Somewhat depressingly the summer holidays are over for another year... I’ve just come back from a week in France with my wife and our 2 year old son.
I was pleasantly surprised at how well my A level French (which I’m legally obliged to point out that I failed) got me through – though to be honest it wasn’t as if I was trying to having any meaningful conversations with the locals, just ask for some wine (du vin) some bread (du pain) and some cheese (du Boison).
I’ve often heard Speech, Language and Communication Needs (SLCN) described as transporting someone into a foreign country where they don’t know the language – you’re still just as clever but your ability to understand and be understood is severely hampered. I find this a really helpful scenario to relate to this issue - a lot more so than some of the other descriptions the SLCN sector has used in recent times.

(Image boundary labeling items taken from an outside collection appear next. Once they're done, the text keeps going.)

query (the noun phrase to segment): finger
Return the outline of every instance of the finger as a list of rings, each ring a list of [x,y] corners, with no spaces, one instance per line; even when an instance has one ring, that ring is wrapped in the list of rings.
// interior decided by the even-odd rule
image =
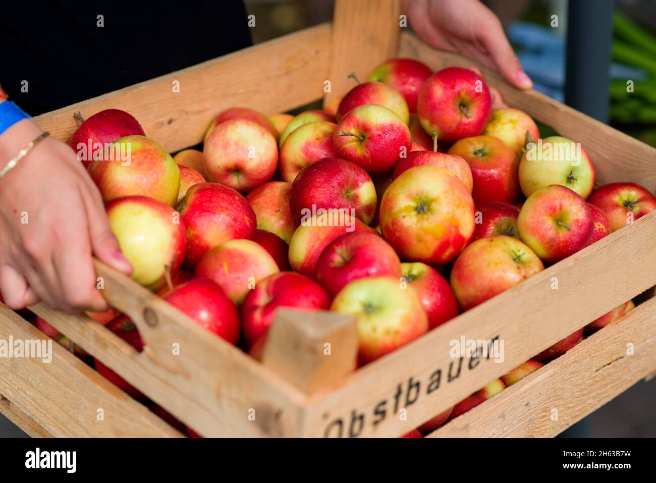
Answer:
[[[482,40],[494,60],[497,70],[518,89],[528,89],[533,82],[526,75],[504,33],[501,22],[495,18],[482,32]]]
[[[5,304],[14,310],[39,302],[39,298],[28,285],[25,277],[10,265],[0,266],[0,287]]]

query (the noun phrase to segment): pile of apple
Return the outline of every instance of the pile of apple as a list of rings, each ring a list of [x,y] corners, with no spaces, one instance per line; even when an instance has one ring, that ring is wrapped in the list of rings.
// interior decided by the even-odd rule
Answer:
[[[572,141],[540,139],[522,111],[492,110],[476,72],[433,73],[409,59],[382,64],[325,110],[224,111],[202,152],[172,158],[117,110],[84,121],[70,141],[78,153],[106,143],[129,162],[106,150],[87,164],[132,278],[258,359],[285,306],[355,317],[366,364],[656,208],[638,184],[595,189],[584,150],[554,158]],[[409,436],[462,414],[631,306]],[[91,315],[142,348],[125,316]]]

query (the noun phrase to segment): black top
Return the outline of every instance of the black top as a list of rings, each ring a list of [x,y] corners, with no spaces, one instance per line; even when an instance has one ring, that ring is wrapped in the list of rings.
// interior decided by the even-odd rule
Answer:
[[[36,116],[252,43],[241,0],[12,0],[0,7],[0,85]]]

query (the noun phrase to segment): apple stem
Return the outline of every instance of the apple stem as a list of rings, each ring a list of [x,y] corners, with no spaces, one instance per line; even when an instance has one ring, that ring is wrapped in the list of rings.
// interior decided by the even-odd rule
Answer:
[[[357,82],[358,84],[361,83],[359,81],[359,79],[358,79],[358,77],[356,76],[356,73],[355,72],[351,72],[350,74],[348,74],[348,79],[354,79],[355,81]]]
[[[356,134],[355,133],[349,133],[349,132],[346,131],[339,131],[339,135],[340,136],[353,136],[354,137],[358,138],[361,141],[363,141],[365,140],[365,136],[360,136],[359,135]]]
[[[74,114],[73,117],[75,117],[78,126],[84,122],[84,117],[82,117],[82,114],[80,114],[79,111],[77,111],[77,112]]]

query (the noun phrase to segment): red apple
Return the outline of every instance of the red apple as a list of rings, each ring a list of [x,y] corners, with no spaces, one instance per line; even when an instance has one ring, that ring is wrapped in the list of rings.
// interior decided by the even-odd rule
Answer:
[[[425,263],[401,263],[401,276],[415,292],[428,318],[428,330],[458,315],[458,302],[449,282]]]
[[[348,213],[318,212],[316,215],[301,220],[289,242],[289,263],[296,272],[314,278],[319,257],[328,244],[344,233],[351,232],[376,233]]]
[[[512,204],[520,200],[517,169],[519,161],[512,150],[491,136],[461,139],[449,150],[449,154],[462,156],[472,169],[476,203],[505,201]]]
[[[368,277],[348,284],[335,297],[331,310],[356,318],[361,364],[391,352],[428,329],[421,303],[404,290],[398,277]]]
[[[474,226],[474,201],[467,188],[438,166],[402,173],[380,203],[382,235],[409,261],[448,263],[469,242]]]
[[[540,131],[530,116],[512,108],[502,108],[492,111],[483,135],[503,141],[520,158],[526,144],[540,138]]]
[[[303,127],[293,133],[285,145]],[[333,208],[348,210],[369,224],[375,213],[376,188],[367,171],[358,165],[338,158],[326,158],[303,168],[296,177],[290,205],[298,223],[313,209]]]
[[[596,332],[600,329],[603,329],[606,326],[617,320],[629,310],[636,308],[632,300],[625,302],[621,305],[615,307],[612,310],[602,315],[598,319],[595,319],[587,326],[583,327],[586,333],[592,333]]]
[[[606,214],[613,232],[656,209],[656,198],[636,183],[604,184],[594,190],[589,201]]]
[[[565,352],[581,342],[581,338],[583,335],[583,329],[579,329],[574,333],[570,334],[565,339],[558,341],[550,347],[547,347],[534,358],[538,360],[552,360],[557,357],[562,356]]]
[[[592,236],[590,237],[588,245],[592,245],[595,242],[598,242],[607,235],[611,234],[613,231],[611,228],[611,222],[608,220],[608,217],[600,208],[595,206],[591,203],[588,203],[590,212],[592,214]],[[588,246],[586,245],[586,246]]]
[[[235,190],[218,183],[189,188],[176,209],[187,226],[184,266],[193,268],[210,248],[235,238],[250,238],[257,221],[253,208]]]
[[[323,249],[317,262],[317,280],[335,297],[346,284],[358,278],[401,276],[401,261],[378,234],[345,233]]]
[[[469,69],[447,67],[421,87],[417,114],[424,131],[447,142],[478,136],[489,117],[490,91],[483,77]]]
[[[335,155],[355,163],[370,175],[394,168],[402,150],[410,147],[410,131],[391,110],[365,104],[349,111],[337,125]]]
[[[268,181],[278,165],[276,138],[245,119],[226,121],[214,128],[205,139],[203,156],[209,180],[241,192]]]
[[[291,214],[291,184],[285,181],[270,181],[246,196],[255,212],[257,227],[275,233],[288,243],[298,226]]]
[[[105,205],[121,251],[132,264],[131,278],[156,291],[174,275],[187,250],[184,222],[168,205],[146,196],[116,198]]]
[[[182,200],[184,195],[187,194],[187,190],[198,183],[205,182],[203,175],[199,173],[194,168],[180,165],[178,166],[180,169],[180,188],[178,190],[178,203]]]
[[[438,415],[434,416],[426,423],[422,424],[417,428],[417,429],[419,430],[419,432],[424,436],[432,432],[447,422],[447,420],[449,419],[449,416],[451,415],[451,411],[453,410],[453,408],[451,407],[445,411],[443,411]]]
[[[415,112],[419,89],[432,73],[428,66],[419,60],[392,58],[374,69],[367,80],[391,85],[401,93],[410,112]]]
[[[289,245],[279,236],[266,230],[256,230],[251,239],[269,252],[281,270],[291,270],[289,264]]]
[[[208,250],[195,276],[211,278],[239,305],[257,282],[280,270],[273,257],[250,240],[231,240]]]
[[[382,82],[365,82],[352,89],[342,99],[337,108],[338,122],[356,108],[367,104],[385,106],[406,125],[410,121],[408,105],[401,93]]]
[[[333,136],[337,124],[321,121],[304,124],[287,136],[280,147],[280,176],[293,182],[301,169],[318,159],[335,156]]]
[[[560,184],[541,188],[529,196],[517,217],[522,241],[542,260],[555,263],[588,245],[592,213],[585,200]]]
[[[287,140],[287,136],[303,125],[321,121],[327,121],[328,122],[334,123],[335,115],[318,110],[312,110],[301,112],[290,121],[283,130],[283,132],[280,133],[280,136],[278,139],[278,146],[281,147]]]
[[[480,238],[453,264],[451,285],[464,312],[544,269],[540,259],[520,240],[504,235]]]
[[[506,388],[501,379],[495,379],[480,390],[477,390],[453,406],[451,415],[447,421],[451,421],[461,415],[464,414],[479,404],[485,402],[488,399],[496,396]]]
[[[223,289],[209,278],[186,282],[164,299],[206,330],[231,344],[239,339],[239,315]]]
[[[127,316],[123,316],[106,326],[107,328],[134,347],[139,352],[144,350],[144,343],[134,323]],[[94,359],[94,364],[98,373],[118,387],[134,399],[143,401],[148,398],[138,389],[131,385],[125,379],[105,366],[98,359]]]
[[[506,385],[506,387],[510,387],[513,384],[520,382],[529,374],[535,372],[544,365],[544,362],[541,362],[535,359],[529,359],[507,374],[501,376],[501,381]]]
[[[212,132],[212,130],[215,127],[222,123],[233,119],[245,119],[249,121],[253,121],[269,131],[274,139],[277,139],[278,138],[277,130],[271,121],[271,119],[264,114],[256,111],[255,109],[249,109],[249,108],[230,108],[230,109],[226,109],[212,119],[212,122],[210,123],[207,131],[205,131],[203,141],[207,140],[207,136],[209,136],[209,133]]]
[[[279,307],[327,309],[330,297],[314,280],[293,272],[281,272],[260,280],[241,305],[244,337],[249,346],[264,336]]]
[[[560,136],[530,143],[522,156],[518,175],[525,196],[549,184],[562,184],[587,198],[596,178],[594,167],[581,143]]]
[[[180,169],[159,144],[143,136],[127,136],[113,146],[89,166],[104,201],[139,195],[175,204]]]
[[[476,228],[474,240],[495,235],[507,235],[520,239],[517,231],[517,217],[520,209],[504,201],[483,201],[474,207]]]
[[[104,149],[106,144],[133,135],[145,136],[146,133],[131,114],[119,109],[106,109],[83,121],[68,144],[77,159],[88,167],[94,153]]]

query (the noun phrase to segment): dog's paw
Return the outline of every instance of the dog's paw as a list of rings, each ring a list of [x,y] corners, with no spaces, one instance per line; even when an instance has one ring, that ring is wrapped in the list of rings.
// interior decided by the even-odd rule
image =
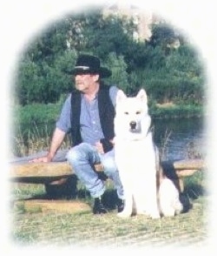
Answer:
[[[159,212],[152,213],[152,214],[151,214],[151,218],[152,218],[152,219],[160,219],[160,218],[161,218],[161,215],[160,215]]]
[[[123,212],[118,212],[117,216],[120,218],[129,218],[131,216],[131,212],[123,211]]]

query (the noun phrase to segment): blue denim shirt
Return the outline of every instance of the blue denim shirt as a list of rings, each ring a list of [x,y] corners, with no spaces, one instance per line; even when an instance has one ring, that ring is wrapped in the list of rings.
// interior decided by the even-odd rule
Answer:
[[[110,98],[115,107],[117,91],[118,88],[115,85],[111,86],[109,89]],[[67,98],[62,106],[60,117],[56,122],[56,127],[66,133],[69,132],[71,128],[70,115],[71,94]],[[82,97],[80,124],[81,135],[83,142],[87,142],[94,145],[95,142],[104,138],[99,118],[97,94],[91,102],[86,100],[83,96]]]

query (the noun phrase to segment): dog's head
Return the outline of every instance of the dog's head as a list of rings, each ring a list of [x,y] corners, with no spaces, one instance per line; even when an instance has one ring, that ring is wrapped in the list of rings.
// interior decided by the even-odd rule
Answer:
[[[127,97],[120,90],[116,98],[115,131],[115,135],[131,138],[146,136],[150,126],[147,94],[144,89],[140,90],[135,97]],[[128,136],[129,135],[128,134]]]

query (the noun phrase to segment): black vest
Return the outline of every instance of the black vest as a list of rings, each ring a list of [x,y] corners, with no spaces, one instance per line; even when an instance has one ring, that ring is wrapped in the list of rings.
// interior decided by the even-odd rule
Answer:
[[[104,135],[104,138],[102,138],[101,142],[103,145],[105,152],[112,149],[112,144],[109,140],[115,136],[115,107],[109,97],[109,86],[102,84],[98,91],[100,122]],[[82,94],[80,91],[74,91],[71,93],[71,136],[73,145],[82,142],[80,132],[81,99]]]

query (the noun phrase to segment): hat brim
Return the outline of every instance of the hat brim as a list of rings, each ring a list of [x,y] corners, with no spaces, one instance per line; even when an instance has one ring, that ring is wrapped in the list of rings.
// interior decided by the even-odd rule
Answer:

Making SLCN more easily understood is one of the goals of the national year so if you have any examples of ways that you have achieved this then please do let us know.
I’m fortunate that my son’s ability to communicate appears to be developing typically – in fact I think he’s talking and understanding a lot more than he should do for his age (but that’s probably more a case of me showing early signs of being a pushy parent!). Whilst in France he learnt to say merci (thank you) and croissant (croissant) so at least if he follows in my footsteps and fails his French A level then he won’t go hungry.